In the past, mortgage delinquencies were tied to personal problems or basic economic reversals, such as a job loss. Today, many delinquencies can be traced to unaffordably high home prices.

Unable to afford their own homes, [borrowers] turned to increasingly risky mortgage products. Many of them piggybacked on a first mortgage lien.

Some home buyers, caught up in red-hot markets and afraid of getting locked out of homeownership forever, overpaid for houses.

As long as prices escalated, they were able to tap the added equity in their properties to cover debts.

But now as home prices are falling, putting loan to value ratios underwater, lenders are cutting back on second-lien loans.

Unlike the Fed & "Overpaid Executive Liars Club" which are both out to manage expectations.... the Nattering One muses.

Since late May HGX (housing) -23%; XLF (financials) 13.5%, RTH (retailers) -7%, in the last week DJTA (transports) -9.6%; global markets -5 to 6%.

Most disturbing of all and to be found filed under MBS for mortgage bleed and spillover...

the ACBQ
America's Community Bankers Index which tracks exactly what the name implies.

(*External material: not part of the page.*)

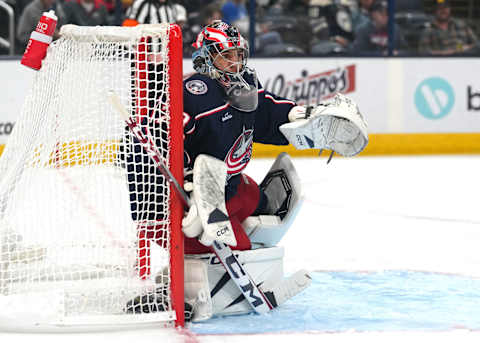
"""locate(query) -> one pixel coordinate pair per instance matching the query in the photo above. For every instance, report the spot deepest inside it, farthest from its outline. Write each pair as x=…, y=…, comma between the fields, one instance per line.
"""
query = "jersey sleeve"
x=272, y=112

Since late May -12%, since late Dec -19%.

Too many low-no down fixed & ARM loans with suspect underwriting, stated income and bogus appraisals will all combine to continue the spill over or bleed of sub prime "slime" into Alt-A and Prime.

And the quality of debt in this market is ALL suspect due to a blatant conflict of interest on the part of the ratings agencies and Wall Street brokers who have collected their fees.

This little party will really get started in earnest when supposed prime and "AAA" debt starts failing.

And that day is not far off as this market has been tiptoeing through "the tulips" and is about to stumble into a very nasty mine field.